L’épidémie de sida est heureusement derrière nous, et l’on peut espérer que grâce à la nouvelle génération de traitements combinés qui arrivent sur le marché, l’hépatite C ne représentera bientôt qu’une péripétie due aux mauvaises habitudes des années 80. Fondamentalement, la menace virale, qui sert aujourd’hui encore de justification théorique à la politique de réduction des risques est en passe de disparaître, nous devons nous poser la question de notre identité. La lutte contre le sida est un peu la feuille de vigne de la réduction des risques. Elle sert depuis longtemps à cacher ses parties honteuses mais elle a aussi accouché de principes citoyens venus irriguer toute la question du soin. Un jour viendra où l’on pourra mesurer toutes les avancées citoyennes consécutives de ce désastre sanitaire. Mais pour l’heure les usagers de drogues sont loin d’avoir obtenu leur mariage gay. Ils doivent absolument prolonger le souffle citoyen qui anime le secteur de la santé qui a pour nom démocratie sanitaire.
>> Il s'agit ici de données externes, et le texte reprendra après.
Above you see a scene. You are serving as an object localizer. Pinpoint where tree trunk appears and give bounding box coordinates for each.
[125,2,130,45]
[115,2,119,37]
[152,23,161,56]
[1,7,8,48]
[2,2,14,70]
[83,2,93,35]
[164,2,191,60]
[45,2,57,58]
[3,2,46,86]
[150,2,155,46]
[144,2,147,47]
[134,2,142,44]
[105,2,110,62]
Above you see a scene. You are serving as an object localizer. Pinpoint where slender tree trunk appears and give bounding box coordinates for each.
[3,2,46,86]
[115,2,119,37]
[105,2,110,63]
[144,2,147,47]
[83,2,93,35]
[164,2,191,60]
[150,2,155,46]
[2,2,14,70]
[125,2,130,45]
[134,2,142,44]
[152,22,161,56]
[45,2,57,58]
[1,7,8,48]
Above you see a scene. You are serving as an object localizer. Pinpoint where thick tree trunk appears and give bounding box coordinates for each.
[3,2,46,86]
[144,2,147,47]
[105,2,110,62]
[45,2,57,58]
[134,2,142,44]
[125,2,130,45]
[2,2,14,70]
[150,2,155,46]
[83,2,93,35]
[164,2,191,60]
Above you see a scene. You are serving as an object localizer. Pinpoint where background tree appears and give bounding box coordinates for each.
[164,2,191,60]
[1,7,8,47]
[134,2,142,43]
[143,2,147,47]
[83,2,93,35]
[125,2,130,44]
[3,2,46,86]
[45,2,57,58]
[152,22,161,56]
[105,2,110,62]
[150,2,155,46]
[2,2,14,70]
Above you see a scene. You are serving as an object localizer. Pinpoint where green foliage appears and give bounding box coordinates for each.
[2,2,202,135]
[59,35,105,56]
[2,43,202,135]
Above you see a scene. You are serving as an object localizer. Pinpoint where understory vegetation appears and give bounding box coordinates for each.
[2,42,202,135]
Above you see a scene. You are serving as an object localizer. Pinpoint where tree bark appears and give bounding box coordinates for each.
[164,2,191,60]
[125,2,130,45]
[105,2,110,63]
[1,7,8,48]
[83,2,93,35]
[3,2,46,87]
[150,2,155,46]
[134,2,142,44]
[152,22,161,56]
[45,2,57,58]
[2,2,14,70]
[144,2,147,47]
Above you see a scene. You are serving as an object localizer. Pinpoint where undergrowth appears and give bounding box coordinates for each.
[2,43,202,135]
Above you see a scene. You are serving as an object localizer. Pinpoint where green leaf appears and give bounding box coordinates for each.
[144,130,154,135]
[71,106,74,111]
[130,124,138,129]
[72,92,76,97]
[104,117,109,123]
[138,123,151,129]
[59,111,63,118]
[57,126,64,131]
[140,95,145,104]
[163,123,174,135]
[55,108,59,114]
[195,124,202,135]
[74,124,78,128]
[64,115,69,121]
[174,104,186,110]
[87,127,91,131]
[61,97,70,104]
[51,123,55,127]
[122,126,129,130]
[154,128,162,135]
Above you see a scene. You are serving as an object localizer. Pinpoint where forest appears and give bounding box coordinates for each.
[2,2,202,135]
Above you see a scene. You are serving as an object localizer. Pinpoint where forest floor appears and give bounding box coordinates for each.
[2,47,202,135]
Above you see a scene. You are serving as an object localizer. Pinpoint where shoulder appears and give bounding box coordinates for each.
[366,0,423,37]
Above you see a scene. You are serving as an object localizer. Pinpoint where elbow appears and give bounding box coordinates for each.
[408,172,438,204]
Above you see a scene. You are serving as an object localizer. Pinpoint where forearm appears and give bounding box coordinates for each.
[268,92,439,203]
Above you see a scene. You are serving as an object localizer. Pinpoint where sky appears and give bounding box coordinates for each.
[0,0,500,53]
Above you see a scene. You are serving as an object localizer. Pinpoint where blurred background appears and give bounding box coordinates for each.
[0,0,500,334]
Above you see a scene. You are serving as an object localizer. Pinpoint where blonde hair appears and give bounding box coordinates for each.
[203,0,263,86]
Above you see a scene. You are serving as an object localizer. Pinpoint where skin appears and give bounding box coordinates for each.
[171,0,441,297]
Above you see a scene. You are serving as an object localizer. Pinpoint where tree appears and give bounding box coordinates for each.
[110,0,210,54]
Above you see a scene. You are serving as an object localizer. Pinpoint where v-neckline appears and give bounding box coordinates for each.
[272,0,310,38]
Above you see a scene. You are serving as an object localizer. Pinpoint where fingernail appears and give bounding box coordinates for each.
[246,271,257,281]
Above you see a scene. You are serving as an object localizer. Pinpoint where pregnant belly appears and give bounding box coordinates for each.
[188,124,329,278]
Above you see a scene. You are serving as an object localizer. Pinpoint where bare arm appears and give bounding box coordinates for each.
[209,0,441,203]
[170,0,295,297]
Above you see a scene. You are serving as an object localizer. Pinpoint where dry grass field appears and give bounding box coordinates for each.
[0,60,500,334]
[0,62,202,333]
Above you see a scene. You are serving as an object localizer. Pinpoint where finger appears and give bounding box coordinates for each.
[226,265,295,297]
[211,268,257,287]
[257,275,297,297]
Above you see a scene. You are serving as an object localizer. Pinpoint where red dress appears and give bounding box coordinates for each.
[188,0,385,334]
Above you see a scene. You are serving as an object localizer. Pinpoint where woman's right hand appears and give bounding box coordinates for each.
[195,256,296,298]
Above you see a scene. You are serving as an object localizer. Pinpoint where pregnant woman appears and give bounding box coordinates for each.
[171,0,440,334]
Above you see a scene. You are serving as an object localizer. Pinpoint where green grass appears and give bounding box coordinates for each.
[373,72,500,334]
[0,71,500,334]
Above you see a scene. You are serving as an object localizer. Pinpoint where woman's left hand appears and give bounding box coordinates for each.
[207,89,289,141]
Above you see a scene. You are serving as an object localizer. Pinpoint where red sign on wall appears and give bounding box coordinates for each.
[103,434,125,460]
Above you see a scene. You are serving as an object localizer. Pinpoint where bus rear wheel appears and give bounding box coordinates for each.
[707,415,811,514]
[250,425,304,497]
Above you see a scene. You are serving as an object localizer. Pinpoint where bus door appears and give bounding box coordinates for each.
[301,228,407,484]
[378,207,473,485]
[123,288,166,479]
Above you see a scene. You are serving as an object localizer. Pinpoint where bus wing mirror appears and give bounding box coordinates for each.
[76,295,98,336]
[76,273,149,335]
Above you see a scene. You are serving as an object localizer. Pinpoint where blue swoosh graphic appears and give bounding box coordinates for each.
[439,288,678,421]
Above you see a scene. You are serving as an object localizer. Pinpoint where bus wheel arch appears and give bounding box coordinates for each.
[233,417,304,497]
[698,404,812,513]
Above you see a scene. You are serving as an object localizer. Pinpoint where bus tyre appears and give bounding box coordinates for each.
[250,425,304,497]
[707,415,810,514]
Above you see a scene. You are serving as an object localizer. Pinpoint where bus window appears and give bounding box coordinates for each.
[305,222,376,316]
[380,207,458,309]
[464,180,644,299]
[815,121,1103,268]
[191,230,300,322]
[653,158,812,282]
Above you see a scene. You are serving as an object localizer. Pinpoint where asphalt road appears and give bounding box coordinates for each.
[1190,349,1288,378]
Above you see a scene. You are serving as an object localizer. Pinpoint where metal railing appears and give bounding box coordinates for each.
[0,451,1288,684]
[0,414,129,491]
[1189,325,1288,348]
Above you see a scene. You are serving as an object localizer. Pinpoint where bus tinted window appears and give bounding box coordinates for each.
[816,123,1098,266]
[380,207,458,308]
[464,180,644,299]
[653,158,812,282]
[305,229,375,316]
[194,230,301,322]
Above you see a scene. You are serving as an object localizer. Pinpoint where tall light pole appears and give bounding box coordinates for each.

Vive la démocratie sanitaire

La démocratie sanitaire c’est tout et rien à la fois. Un concept foucaldien révolutionnaire et un attrape bobo pour médecin généraliste en formation continue. La démocratie sanitaire est une nécessité due au nouveau règne de la religion de la santé dirigée par des grands prêtres disposant du droit de vie et de mort. C’est aussi un gimmick qui sert de tartes à la crème dans toutes les conférences. On place l’usager au centre, on fait de la prise en charge globale, jamais on a autant parler des droits du patients et de l’éducation thérapeutique. Cet espace démocratique nouveau fait débat dans nos associations. Nous nous sommes déjà exprimé depuis longtemps sur les limites du report terme à terme des marques de l’addictologie à celles de l’usage de drogues illicites. Pour autant, nous devons investir cet espace pleinement, sans complexe et avec l’idée d’en repousser les limites jusqu’à faire coïncider démocratie sanitaire avec la démocratie tout court.

De grands changements vont être opéré dans le statut légal des drogues ces prochaines années. L’horizon de 2016, est un premier test avec la session extraordinaire sur les stupéfiants organisée à l’assemblée générale de l’ONU. De nouveaux rapports de forces opèrent au niveau international entre les réseaux du changement et les crispations réactionnaires. Dans cette gigantesque partie, la voix de usagers peut être entendue comme celles des véritables victimes de la drogue, les citoyens persécutés depuis 40 ans au nom d’une croisade morale que nous devons dépouiller de ses alibis sanitaires. Mais cette espérance repose sur une nécessaire évolution, pour ne pas dire révolution de la santé publique en matière de drogues. Au-delà de la feuille de vigne sida-hépatites, au delà même de la réduction des risques passe partout, au-delà du gimmick de la démocratie sanitaire, c’est bien de la place du citoyen dans la prise en charge de sa propre santé qu’il s’agit. Nous ne militons pas pour le droit des malades, nous militons pour le droit à rester bien portant. Notre révolution c’est celle de la santé qui suppose d’admettre enfin et sans restriction qu’en matière de drogues c’est la contrainte qui est une maladie. Notre révolution est bien celle du plaisir, mais pas celui de l’hédonisme des années 70, celui du plaisir contrôlé, adapté, informé. Plus que jamais nous savons que la solution de toutes les addictions, se trouvent entre l’abstinence et la dépendance, dans un graal mythique appelé consommation récréative. Cette révolution est en marche du côté du cannabis où le bon sens commence à s’imposer dans la zone pan américaine. Elle a peine à affleurer du côté du soin ou pourtant elle a toute sa place dès que l’on parle des drogues que l’on prend, que l’on ne prend plus, que l’on prend moins ou différemment. Cette révolution nous la ferons parce qu’elle sauve des vies, qu’elle plus juste, et qu’elle est beaucoup beaucoup plus agréable.